Betula austrosinensis

Scientific classification
- Kingdom: Plantae
- Clade: Tracheophytes
- Clade: Angiosperms
- Clade: Eudicots
- Clade: Rosids
- Order: Fagales
- Family: Betulaceae
- Genus: Betula
- Subgenus: Betula subg. Betulenta
- Species: B. austrosinensis
- Binomial name: Betula austrosinensis Chun ex P.C.Li

= Betula austrosinensis =

- Genus: Betula
- Species: austrosinensis
- Authority: Chun ex P.C.Li

Species of plant

Betula austrosinensis (华南桦 (hua nan hua)) is a species of birch that is endemic to China where it is found on elevation of 700–1900 m.

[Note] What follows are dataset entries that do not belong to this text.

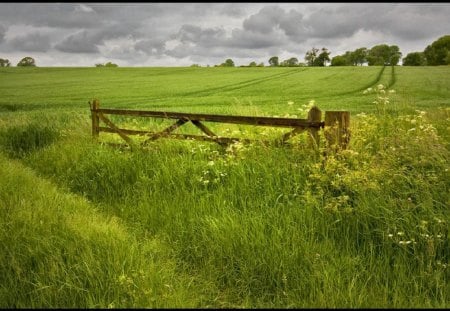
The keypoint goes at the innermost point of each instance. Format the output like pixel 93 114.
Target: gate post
pixel 314 115
pixel 337 129
pixel 95 105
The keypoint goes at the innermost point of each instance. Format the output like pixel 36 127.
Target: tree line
pixel 437 53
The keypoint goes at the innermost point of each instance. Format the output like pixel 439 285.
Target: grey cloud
pixel 2 33
pixel 88 41
pixel 33 42
pixel 233 10
pixel 265 20
pixel 62 15
pixel 250 40
pixel 204 37
pixel 80 42
pixel 151 46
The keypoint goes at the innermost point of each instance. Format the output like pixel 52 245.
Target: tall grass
pixel 188 224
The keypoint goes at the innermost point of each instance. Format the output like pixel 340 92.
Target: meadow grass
pixel 189 224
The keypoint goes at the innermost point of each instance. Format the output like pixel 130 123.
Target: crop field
pixel 186 224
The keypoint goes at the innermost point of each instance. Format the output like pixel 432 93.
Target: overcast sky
pixel 181 34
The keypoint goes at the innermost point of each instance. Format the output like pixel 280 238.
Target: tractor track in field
pixel 236 86
pixel 373 83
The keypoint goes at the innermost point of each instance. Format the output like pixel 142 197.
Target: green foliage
pixel 383 54
pixel 274 61
pixel 4 63
pixel 26 62
pixel 19 141
pixel 108 64
pixel 355 58
pixel 228 63
pixel 438 52
pixel 291 62
pixel 314 59
pixel 414 59
pixel 340 60
pixel 195 225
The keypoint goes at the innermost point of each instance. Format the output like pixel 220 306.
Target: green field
pixel 184 224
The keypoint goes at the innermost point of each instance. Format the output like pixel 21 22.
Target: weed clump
pixel 20 141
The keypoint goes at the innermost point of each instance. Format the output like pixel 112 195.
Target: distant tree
pixel 414 59
pixel 27 62
pixel 322 59
pixel 4 63
pixel 378 55
pixel 311 56
pixel 359 56
pixel 438 52
pixel 394 55
pixel 340 60
pixel 383 54
pixel 274 61
pixel 228 63
pixel 109 64
pixel 292 62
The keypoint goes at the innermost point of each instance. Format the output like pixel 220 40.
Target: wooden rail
pixel 336 125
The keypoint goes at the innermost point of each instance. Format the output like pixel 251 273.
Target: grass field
pixel 190 224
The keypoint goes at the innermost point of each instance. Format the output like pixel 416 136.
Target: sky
pixel 182 34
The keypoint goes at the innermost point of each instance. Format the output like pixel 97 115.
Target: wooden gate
pixel 336 125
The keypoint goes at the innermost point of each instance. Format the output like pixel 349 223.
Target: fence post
pixel 314 115
pixel 337 129
pixel 95 119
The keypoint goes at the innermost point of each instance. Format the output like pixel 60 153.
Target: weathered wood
pixel 314 115
pixel 336 122
pixel 249 120
pixel 112 125
pixel 166 131
pixel 201 126
pixel 292 133
pixel 337 129
pixel 95 105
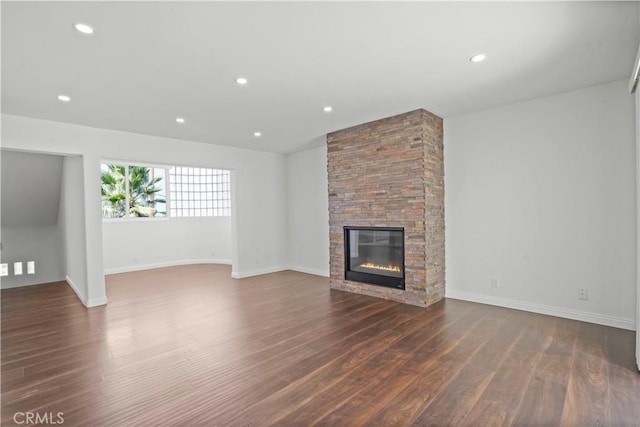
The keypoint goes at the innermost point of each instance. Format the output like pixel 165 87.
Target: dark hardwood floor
pixel 190 346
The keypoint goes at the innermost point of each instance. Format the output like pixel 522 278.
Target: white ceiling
pixel 150 62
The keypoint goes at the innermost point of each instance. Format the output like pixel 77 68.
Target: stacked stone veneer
pixel 390 173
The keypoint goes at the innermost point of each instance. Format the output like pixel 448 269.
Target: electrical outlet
pixel 583 294
pixel 495 282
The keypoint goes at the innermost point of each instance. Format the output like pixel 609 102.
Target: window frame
pixel 126 165
pixel 168 189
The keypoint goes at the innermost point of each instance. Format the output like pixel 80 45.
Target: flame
pixel 393 268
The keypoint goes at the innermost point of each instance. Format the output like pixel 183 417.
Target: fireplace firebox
pixel 374 255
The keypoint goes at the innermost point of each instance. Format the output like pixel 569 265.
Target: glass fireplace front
pixel 375 255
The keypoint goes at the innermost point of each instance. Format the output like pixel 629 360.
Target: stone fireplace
pixel 384 176
pixel 374 255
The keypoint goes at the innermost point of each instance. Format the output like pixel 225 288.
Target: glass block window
pixel 199 192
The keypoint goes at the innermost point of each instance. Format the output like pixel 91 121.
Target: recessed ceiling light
pixel 83 28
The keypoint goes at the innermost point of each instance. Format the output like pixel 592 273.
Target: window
pixel 199 192
pixel 137 191
pixel 133 191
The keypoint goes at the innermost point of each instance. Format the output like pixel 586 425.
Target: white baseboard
pixel 22 285
pixel 245 274
pixel 567 313
pixel 314 271
pixel 91 302
pixel 94 302
pixel 140 267
pixel 74 288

It occurs in the broaded-leaved forests of southern China.

==Description==
The tree is 25 m high and is either brown or grayish-brown coloured. Branches are yellowish-brown in colour with elliptic, lanceolate, and oblong leaf blades which are 5–14 cm long by 2–7 cm wide. It petiole is 1–2 cm long while the apex is acuminate. Females have one inflorescence which is erect and oblong, sometimes cylindrical, and is 2.5–6 cm by 1.2–2.5 cm. It peduncle is 2–3 mm long with the bracts length being 0.8–1.3 cm. The nutlet itself is elliptic and is 4–5 mm long and 2 mm wide. It also have membranous wings and it blooms from June to August while the flowers come out from May to June.